Auf ihrer Fahrt erleben die Senioren aber nicht nur sportliche Herausforderungen. Sie kommen auch mit den Menschen vor Ort in Kontakt. In Kroatien etwa wurde die Gruppe auf einem Campingplatz gastfreundlich aufgenommen. Gleichzeitig beobachten die Österreicher aufmerksam die Veränderungen der Landschaft. Besonders betroffen zeigte sich Lackner von der Trockenheit in der Region.
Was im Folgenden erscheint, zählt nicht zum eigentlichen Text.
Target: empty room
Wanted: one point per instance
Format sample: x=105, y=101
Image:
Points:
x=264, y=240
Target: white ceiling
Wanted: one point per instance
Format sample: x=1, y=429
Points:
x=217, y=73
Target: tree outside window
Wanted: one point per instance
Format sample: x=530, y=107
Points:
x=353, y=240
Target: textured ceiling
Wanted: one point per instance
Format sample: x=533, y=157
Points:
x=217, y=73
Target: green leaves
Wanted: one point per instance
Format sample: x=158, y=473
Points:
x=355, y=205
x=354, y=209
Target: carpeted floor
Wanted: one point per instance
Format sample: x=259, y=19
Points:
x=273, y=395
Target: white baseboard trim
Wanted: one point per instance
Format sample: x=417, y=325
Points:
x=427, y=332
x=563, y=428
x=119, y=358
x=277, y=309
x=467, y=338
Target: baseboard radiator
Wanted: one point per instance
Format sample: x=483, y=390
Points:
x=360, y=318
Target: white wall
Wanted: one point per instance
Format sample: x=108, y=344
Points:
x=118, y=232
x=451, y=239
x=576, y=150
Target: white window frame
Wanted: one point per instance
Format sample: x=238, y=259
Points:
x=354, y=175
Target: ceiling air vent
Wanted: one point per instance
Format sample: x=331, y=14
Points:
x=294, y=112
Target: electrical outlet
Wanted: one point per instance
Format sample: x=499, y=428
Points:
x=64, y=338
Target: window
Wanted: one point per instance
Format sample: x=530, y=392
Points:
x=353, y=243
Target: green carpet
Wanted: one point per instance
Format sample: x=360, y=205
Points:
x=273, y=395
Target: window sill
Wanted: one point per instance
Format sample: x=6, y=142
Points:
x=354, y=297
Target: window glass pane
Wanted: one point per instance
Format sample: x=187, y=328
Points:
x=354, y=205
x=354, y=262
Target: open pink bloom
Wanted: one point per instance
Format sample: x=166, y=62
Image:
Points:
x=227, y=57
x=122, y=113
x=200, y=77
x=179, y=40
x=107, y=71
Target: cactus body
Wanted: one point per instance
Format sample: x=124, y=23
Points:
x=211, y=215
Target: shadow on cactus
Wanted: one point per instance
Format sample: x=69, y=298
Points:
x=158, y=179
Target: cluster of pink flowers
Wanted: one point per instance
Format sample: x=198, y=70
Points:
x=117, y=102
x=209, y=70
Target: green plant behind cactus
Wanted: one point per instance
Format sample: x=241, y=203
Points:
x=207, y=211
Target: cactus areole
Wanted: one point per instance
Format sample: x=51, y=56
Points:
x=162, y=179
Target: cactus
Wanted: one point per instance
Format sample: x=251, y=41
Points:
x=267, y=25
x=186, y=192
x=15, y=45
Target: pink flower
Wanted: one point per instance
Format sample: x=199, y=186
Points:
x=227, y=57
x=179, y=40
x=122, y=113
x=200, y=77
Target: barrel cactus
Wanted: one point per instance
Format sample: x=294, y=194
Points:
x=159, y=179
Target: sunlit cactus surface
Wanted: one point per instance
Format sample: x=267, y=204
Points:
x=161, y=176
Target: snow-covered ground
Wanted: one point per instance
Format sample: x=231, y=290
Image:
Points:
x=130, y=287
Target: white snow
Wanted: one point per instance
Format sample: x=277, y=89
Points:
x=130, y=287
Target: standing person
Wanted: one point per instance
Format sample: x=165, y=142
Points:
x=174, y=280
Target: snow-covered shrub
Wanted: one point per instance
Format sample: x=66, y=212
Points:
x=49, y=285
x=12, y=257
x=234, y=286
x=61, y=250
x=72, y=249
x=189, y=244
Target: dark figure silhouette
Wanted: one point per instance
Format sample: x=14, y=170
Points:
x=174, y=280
„Hier war ich erschüttert. Von dieser Dürre, von diesen riesigen Maisfeldern“, erzählt er. Die Felder seien teilweise völlig vertrocknet gewesen, auch riesige Sonnenblumenfelder hätten ihn beeindruckt – allerdings im negativen Sinn: „Ich habe noch nie in meinem Leben so große Sonnenblumenfelder gesehen, die total schwarz waren.“ Die Auswirkungen des Klimawandels seien auch in Österreich zu beobachten. „Das wird schon ein Problem“, sagt er.
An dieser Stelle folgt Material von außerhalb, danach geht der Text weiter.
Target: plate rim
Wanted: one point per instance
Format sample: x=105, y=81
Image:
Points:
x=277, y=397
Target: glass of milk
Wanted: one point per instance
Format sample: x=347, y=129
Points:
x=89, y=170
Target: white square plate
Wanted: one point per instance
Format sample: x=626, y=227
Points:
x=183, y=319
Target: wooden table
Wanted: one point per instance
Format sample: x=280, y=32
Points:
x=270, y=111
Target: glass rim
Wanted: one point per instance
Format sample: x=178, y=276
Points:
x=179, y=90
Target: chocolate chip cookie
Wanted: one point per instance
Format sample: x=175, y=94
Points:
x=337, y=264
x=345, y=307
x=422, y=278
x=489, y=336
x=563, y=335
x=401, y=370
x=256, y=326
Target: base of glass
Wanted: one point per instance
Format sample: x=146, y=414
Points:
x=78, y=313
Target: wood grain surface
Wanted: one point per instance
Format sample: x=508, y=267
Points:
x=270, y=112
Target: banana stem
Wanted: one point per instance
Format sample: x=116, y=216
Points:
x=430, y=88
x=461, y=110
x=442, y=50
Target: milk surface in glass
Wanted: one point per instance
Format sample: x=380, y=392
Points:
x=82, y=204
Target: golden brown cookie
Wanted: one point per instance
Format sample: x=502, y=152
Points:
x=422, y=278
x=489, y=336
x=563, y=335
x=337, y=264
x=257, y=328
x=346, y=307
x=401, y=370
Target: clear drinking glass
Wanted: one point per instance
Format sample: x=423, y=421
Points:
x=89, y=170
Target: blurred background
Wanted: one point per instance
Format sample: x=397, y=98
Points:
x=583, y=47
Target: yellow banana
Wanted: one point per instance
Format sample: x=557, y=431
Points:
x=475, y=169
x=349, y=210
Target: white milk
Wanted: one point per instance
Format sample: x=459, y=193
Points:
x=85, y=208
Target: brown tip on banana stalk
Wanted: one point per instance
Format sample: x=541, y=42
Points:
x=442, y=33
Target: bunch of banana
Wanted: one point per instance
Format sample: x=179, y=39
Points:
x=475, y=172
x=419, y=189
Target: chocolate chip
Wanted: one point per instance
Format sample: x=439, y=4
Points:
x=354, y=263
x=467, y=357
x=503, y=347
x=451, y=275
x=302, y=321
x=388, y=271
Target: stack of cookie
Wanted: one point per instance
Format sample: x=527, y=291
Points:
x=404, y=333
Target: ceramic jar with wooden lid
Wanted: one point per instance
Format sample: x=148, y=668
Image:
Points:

Während die sportliche Herausforderung noch einige Tage andauert, ist die Reise für das Team längst mehr als eine lange Radtour geworden. Sie verbindet Sport mit Geschichte, Begegnungen und der Beobachtung einer sich verändernden Landschaft. Am 7. September durchquerte die Gruppe das Eiserne Tor an der Donau, am folgenden Tag ging es über einen hohen Pass. Am 8. September schließlich standen in Nordmazedonien rund 4000 Höhenmeter auf dem Programm. Nach zahlreichen Kurven, Anstiegen und Abfahrten zeigte sich das Team am Abend zwar erschöpft, aber beeindruckt von der Landschaft.
Noch ist das Schwarze Meer nicht erreicht. Doch für Lackner und seine Mitstreiter ist das Alter kein Grund, kürzer zu treten. Mit ihrer Reise wollen sie zeigen, dass Bewegung und sportliche Aktivität bis ins hohe Alter möglich sind.